In terms of relationships (third paragraph), my biggest pitfall is relying on others excessively. I feel so insecure about myself that I end up relying on the assurance of others to gauge my own worth. To make matters more complicated, I don't believe their opinions anyway -- unless they're negative. I believe every negative thing said about me: every criticism, every insult, every thrashing -- because it reinforces what I already believe: I'm a worthless human being. So why do I rely on other people's opinions anyway, since I'll only believe the negative opinions? I have no idea. None of this makes any sense whatsoever ...

Regardless, "This self-centered behavior blocked a partnership relation with any one of those about us. Of true brotherhood we had small comprehension." My own self-centered behavior makes it impossible for me to have healthy relationships. My limited understanding of healthy relationships makes things more difficult -- even for forming basic friendships.

I have very few friends -- and they are all people that I met six to ten years ago and rarely talk to. I have met literally thousands of people within the past five years. But I have formed basic friendships with none of them. I wonder why?

"The primary fact that we fail to recognize is our total inability to form a true partnership with another human being." I insist on being the center of attention. I require support, but I can't be relied upon to provide similar support. When that causes a problem, I either drink to escape the problem, or I manipulate the issue in an attempt to clear myself of wrongdoing.

I don't even know how to reciprocate appropriately. Even when I genuinely try to reciprocate -- I'm always waaaay off base.
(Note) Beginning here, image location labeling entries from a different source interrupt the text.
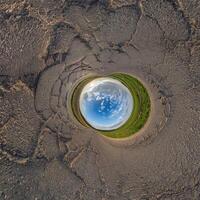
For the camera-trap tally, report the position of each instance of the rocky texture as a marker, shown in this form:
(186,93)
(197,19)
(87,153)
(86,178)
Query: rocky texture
(46,46)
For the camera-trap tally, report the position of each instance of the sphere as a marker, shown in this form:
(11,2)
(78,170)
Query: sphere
(106,103)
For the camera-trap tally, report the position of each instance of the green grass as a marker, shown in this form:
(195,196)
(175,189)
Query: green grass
(141,110)
(139,116)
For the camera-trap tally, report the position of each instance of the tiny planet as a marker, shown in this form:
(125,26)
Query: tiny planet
(106,103)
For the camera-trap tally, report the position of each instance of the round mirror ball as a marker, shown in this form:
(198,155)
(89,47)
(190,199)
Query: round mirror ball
(106,103)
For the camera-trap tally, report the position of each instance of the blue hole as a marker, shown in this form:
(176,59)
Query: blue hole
(105,103)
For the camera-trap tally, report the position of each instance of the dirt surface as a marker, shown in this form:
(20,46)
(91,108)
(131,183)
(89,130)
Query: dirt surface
(46,46)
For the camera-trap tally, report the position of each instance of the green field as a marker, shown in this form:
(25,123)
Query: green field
(139,116)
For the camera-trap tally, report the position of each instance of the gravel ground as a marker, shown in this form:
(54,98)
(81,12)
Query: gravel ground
(46,46)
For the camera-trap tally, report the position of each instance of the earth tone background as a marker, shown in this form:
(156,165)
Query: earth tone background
(46,46)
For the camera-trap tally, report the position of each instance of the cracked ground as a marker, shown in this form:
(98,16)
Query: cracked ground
(46,46)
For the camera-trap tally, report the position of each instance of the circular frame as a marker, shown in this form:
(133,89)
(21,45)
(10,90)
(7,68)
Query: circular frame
(139,115)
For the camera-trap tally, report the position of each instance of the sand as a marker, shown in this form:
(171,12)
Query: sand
(46,47)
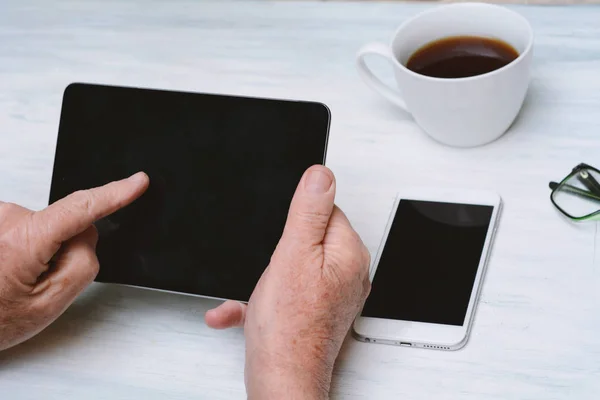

It's either too little, too much, or the wrong kind, at the wrong time. I'll do my best to find whatever works and reciprocate with that, even if it's something unhealthy that harms myself in the process. The natural working order of a healthy relationship is completely foreign to me.

So it's no wonder that I find myself alone. I have nothing to offer anyone aside from needy dependence and ultimate disappointment.

Why would anyone desire friendship with such a socially defective individual? I'd better learn to enjoy being alone.